10. De volta ao jogo
𝚁𝚒𝚌𝚑𝚊𝚛𝚍 𝚌𝚞𝚜𝚝𝚘𝚞 𝚙𝚊𝚛𝚊 𝚊𝚌𝚘𝚛𝚍𝚊𝚛, só conseguindo por fim após diversas tentativas.
Na primeira vez, ele não sabia se estava sonhando ou não. Parecia se encontrar preso naquele estado agoniante entre o sono e o desperto, onde sentia o corpo dormente e a escuridão o puxando de volta.
Por isso, só foi capaz de acordar depois de quatro tentativas. Ou teriam sido cinco? Ou seis? Não sabia ao certo.

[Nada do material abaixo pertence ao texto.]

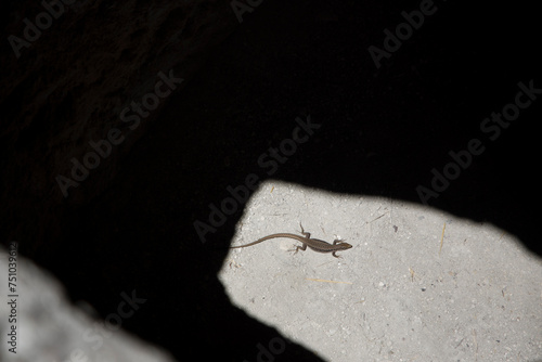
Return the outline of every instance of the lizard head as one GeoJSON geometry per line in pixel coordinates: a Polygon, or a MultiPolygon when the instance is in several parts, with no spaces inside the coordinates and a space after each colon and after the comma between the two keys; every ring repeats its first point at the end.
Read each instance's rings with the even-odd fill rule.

Sua cabeça latejou quando fez força para se reerguer. Seu corpo dolorido só dificultava as coisas; sentia, que, para mexer um único dedo, precisava fazer uma força que levantasse uma tonelada. Ele também não conseguiu abrir os olhos de imediato, devido às pálpebras pesadas e a luz artificial que o ofuscava.
Depois de alguns minutos, quando Richard finalmente recuperou os seus sentidos, ele tateou onde estava deitado e se surpreendeu ao sentir lençóis macios e um colchão aconchegante.
No começo, pensou se encontrar na sua própria cama, em casa, mas conforme seus pensamentos foram se organizando, ele se lembrou dos eventos da noite anterior: a perseguição dos piratas, a sala com a chave e a fuga desesperadora pelas tubulações. Depois disso? Ele não se lembrava.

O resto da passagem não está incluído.